Raymond James and Ameriprise Financial both cited strong recruiting pipelines in 2025 during earnings reports despite a tight market for advisor talent.
In its first-quarter fiscal earnings call, outgoing Raymond James CEO Paul Reilly said the hiring results were “lumpy” in the current market, with the firm seeing “strong” recruiting momentum coming off a record effort in fiscal 2024.
“We came off a record year and had a lot of advisors join at year-end, and the pipeline is very, very healthy,” Reilly said on the call. “If you look up and down the industry, it’s been a little slower, but we expect … strong M&A still for a while as long as the advisors are moving and joining us, and we’re optimistic with the pipeline.”
The firm reported that for the past 12 months, it has added employees and independent advisors representing about $318 million in revenue and $51 billion in client assets. It added another $10 billion in assets when considering advisors recruited into its RIA and custody services division.
Reilly, who will step down as CEO in February and take a role as executive chair, lauded the firm’s national head of advisor recruiting, Jodi Perry, for the results. Perry was promoted to that role in January 2024 after previously heading up the Raymond James’ independent contractor division.
According to the earnings report, headcount efforts were dampened, in part, by a large independent practice recently leaving Raymond James and creating a loss of about $5 billion in AUA.
SafeSpring Wealth Partners, a $6.4 billion Nashville-based RIA announced Tuesday that it had left Raymond James to go with wealth platform provider Dynasty Financial Partners.
Raymond James declined to confirm this was the departing contractor referenced in the earnings.
The b/d reported net new domestic assets of $14 billion, down from $21.6 billion the year prior, in part due to the departure of that large branch. It did not disclose a full adviser count during earnings but had noted 8,787 advisors as of September 30 at the end of the fiscal fourth quarter.
Raymond James reported net income of $599 million for the quarter, or diluted earnings per share of $2.86, up 20% from a year ago, beating analyst expectations by 24 cents a share, according to SeekingAlpha.com. The firm reported revenue of $3.54 billion, up 17% from a year ago, beating expectations by $57.24 million.

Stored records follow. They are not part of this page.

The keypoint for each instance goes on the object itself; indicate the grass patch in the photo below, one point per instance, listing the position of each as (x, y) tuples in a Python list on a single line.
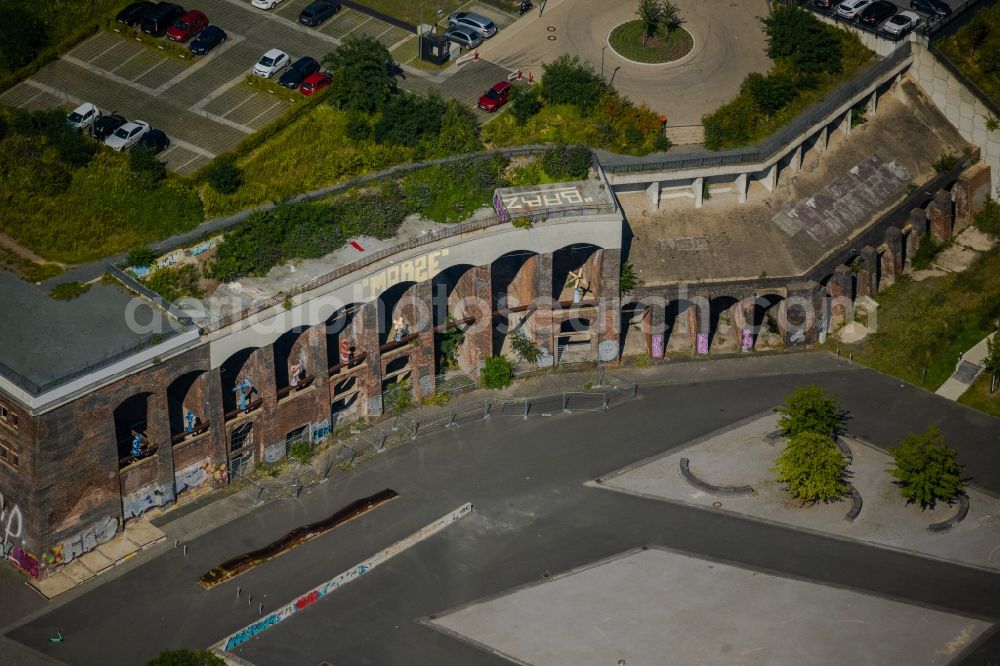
[(25, 269), (927, 324), (665, 46), (979, 397)]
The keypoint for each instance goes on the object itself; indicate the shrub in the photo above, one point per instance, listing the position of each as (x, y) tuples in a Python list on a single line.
[(812, 468), (67, 291), (810, 409), (223, 175), (497, 372), (568, 80), (926, 470), (567, 162)]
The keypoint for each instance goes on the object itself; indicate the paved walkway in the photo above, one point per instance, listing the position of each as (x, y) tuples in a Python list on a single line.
[(966, 372)]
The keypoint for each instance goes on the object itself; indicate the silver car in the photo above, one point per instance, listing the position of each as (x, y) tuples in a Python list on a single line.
[(464, 36), (477, 22)]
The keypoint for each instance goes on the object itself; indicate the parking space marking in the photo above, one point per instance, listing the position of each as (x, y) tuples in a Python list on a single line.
[(231, 41), (108, 75)]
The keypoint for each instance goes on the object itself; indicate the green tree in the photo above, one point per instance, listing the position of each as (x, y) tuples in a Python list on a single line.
[(364, 75), (22, 36), (186, 658), (223, 175), (524, 103), (497, 372), (926, 470), (810, 409), (796, 35), (812, 468), (567, 80)]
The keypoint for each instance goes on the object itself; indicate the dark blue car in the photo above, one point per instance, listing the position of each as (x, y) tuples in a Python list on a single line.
[(207, 40)]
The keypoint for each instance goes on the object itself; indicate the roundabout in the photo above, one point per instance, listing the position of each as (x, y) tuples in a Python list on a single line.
[(727, 44)]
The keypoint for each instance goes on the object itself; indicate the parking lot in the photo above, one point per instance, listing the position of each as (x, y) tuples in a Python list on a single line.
[(203, 104)]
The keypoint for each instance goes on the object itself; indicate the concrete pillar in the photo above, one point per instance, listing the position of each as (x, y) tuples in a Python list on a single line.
[(158, 434), (822, 139), (653, 192), (841, 290), (608, 338), (868, 274), (970, 193), (892, 258), (771, 178), (941, 217), (918, 227), (796, 160), (423, 359)]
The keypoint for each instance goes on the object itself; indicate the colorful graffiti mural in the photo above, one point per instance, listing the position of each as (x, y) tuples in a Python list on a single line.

Chief Financial Officer Paul Shoukry will replace Reilly as CEO in a transition first announced in March 2024.
Ameriprise Adds Advisors
Separately, in its fourth-quarter earnings, Ameriprise reported adding 91 advisors to bring its headcount to 10,427, compared to 71 advisors added in the previous quarter.
On the earning call, CEO and Chairman Jim Cracchiolo called the new advisors a “nice increase in what is a slower time of the year for recruiting,” adding that “we feel good about our pipeline.”
Total client assets in Ameriprise’s wealth management division grew 14% to a record-setting $1 trillion at year-end, driven partly by strong markets and client inflows. The division also saw revenues increase 18% to $2.8 billion.
Ameriprise reported adjusted operating earnings of $947 million for the quarter, or diluted earnings per share of $9.36, beating analyst expectations by 31 cents a share, according to Seeking Alpha. The firm reported revenue of $4.5 billion, missing expectations by $18.69 million.